How to select a high-performing compliant outsourcer without compromising on customer contact
by Angie Burgess, Business Development Director at Infinity CCS.
Thursday, August 02, 2012
In the wake of recent publicised failures in compliance and quality by well-known brands it is becoming more difficult to achieve sales via the contact centre and comply with various industry regulations. There are major ramifications for organisations not acting in the appropriate way, resulting in unwelcome press attention, hefty financial penalties or simply damage to your brand resulting in the dissatisfaction and loss of customers.
So when you choose to outsource your ‘customer contact’, how can you assess whether your partner has the right checks and balances in place to ensure on-going compliance, but not at the expense of commercial goals.
Lifting the lid - Achieving maximum sales compliantly
After short-listing suppliers with the necessary experience and credentials to do the job, part of the due diligence should also focus on lifting the lid of what goes on behind the scenes - in particular you should undertake a detailed review of how compliance, quality and performance are collectively managed.
Of course in highly regulated industries such as financial services or telcos, you need to ensure that the necessary scripting is employed so that you stay within the law, and that you can retrospectively prove that you are following industry guidelines. However, even if you are fully compliant, shortfalls in quality and performance improvement can dent your overall sales targets and reduce customer retention.
How is quality managed – paper based or automated?
Where many outsourcers fail is how they internally manage their compliance and QA processes. One of the biggest problems, is that some of the systems used for measuring quality and individual agent performance are still quite antiquated, relying on paper-based score cards to assess individual agents. These manual approaches are time-consuming and lead to delays in establishing true performance results, so by the time that reports are produced and acted upon you may have already lost the gains that any corrective action could have produced, and campaign productivity is compromised. Delays in the timely launch of campaigns lead to loss of revenue, client dissatisfaction and competitive disadvantage.
What is often missing is the ability to produce meaningful data quickly and distribute this to the key people that can address the quality issues in real-time. If you can’t measure it then you can’t manage it. You therefore need to ask a potential outsourcer how quality issues are flagged and measured, who is responsible for making improvements, whether these can be done in real-time, and how the results are then fed back into the business to improve on-going and future performance.
A 360 degree approach – using compliance tools to improve performance and customer service.
Once a quality issue has been identified, perhaps ‘mis-selling’ by an agent or you recognise that elements of a script need modifying, there should also be a structured chain of command in place to take the appropriate action. Quality improvements will only happen if you have a ‘360 degree approach’ that involves all the necessary departments in the QA process – Training, Team Leaders, Compliance Officers, HR and also senior management. In our experience, there is too much reliance on the Team Leader to identify and fix quality issues which in many cases simply fall into a black hole with poor follow up.
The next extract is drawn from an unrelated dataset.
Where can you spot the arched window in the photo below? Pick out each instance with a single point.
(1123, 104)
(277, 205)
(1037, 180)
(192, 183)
However, by providing better visibility of QA information, across all departments, it becomes it easier and faster for everyone to work together to improve quality.
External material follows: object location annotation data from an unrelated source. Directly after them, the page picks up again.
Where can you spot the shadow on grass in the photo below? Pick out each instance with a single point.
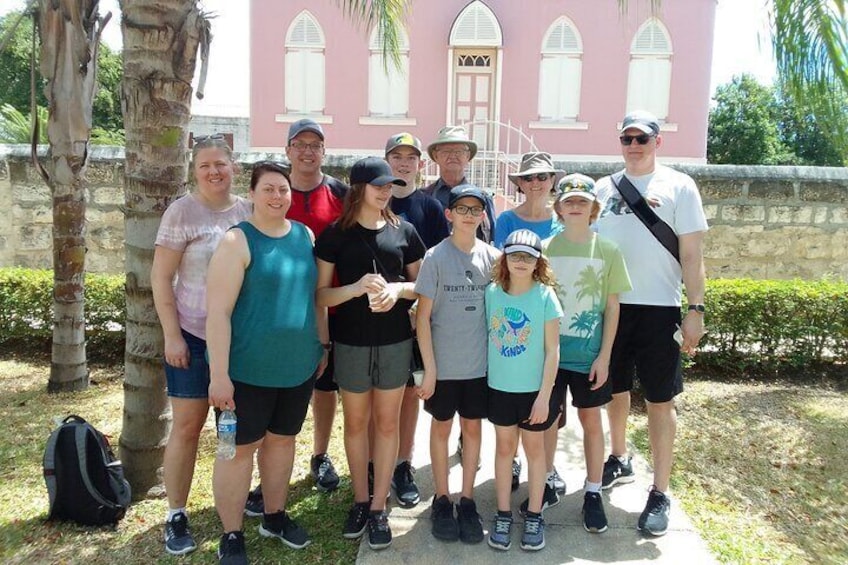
(768, 455)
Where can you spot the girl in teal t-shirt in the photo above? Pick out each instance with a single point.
(523, 316)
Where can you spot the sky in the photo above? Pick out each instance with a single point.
(741, 45)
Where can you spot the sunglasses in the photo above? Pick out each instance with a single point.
(301, 146)
(541, 177)
(641, 139)
(463, 210)
(521, 257)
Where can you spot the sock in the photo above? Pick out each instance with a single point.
(174, 511)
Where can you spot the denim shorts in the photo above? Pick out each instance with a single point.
(194, 381)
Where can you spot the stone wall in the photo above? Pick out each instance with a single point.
(765, 222)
Not all scripts produce best results first time, first call, therefore it is vital that you work with a partner who has the ability to proactively manage compliance, performance and scripting.
Align QA with business goals
Not only should the outsourcer tick all the compliance boxes, they should also have the capability to highlight where agents are missing out certain procedures that will prevent a sale or transaction being completed. For example in the claims management industry the ‘pack-back’ rate measures when an application pack is returned because the application has not been filled in properly or lacks some pertinent information. Whilst the original conversation between the agent and the customer may have been fully compliant, (for instance voicing any obligatory disclosures), you also need a system that can create an alert when procedures are overlooked or correct data is not captured. An early warning system means you can take any remedial action immediately, so agents do not repeat their mistakes and lose more potential business and sales opportunities are not missed in the future.
No margin for error
Finding a balance between compliance and commercial success is much more achievable if you have the right quality systems and procedures in place. If you want to get greater value from your outsourcing relationship then find a partner that will get the most out of their time and resources. An extra sale an hour can make a huge difference on your cost of acquisition, so if they can harness and act on QA data fast, there will be no margin for error.
Points to consider when selecting an outsourcer
- How are compliance/quality issues flagged? Do scripts have ‘mandatory fields’?
- How quickly can they identify and resolve compliance, performance and quality issues?
- What type of QA reporting is available – is it automated? Can reports be provided in any format?
- Is QA information available in real-time to multiple departments?
- Is there a standardised and holistic approach to quality & performance improvement?
- Is QA information presented in a meaningful way?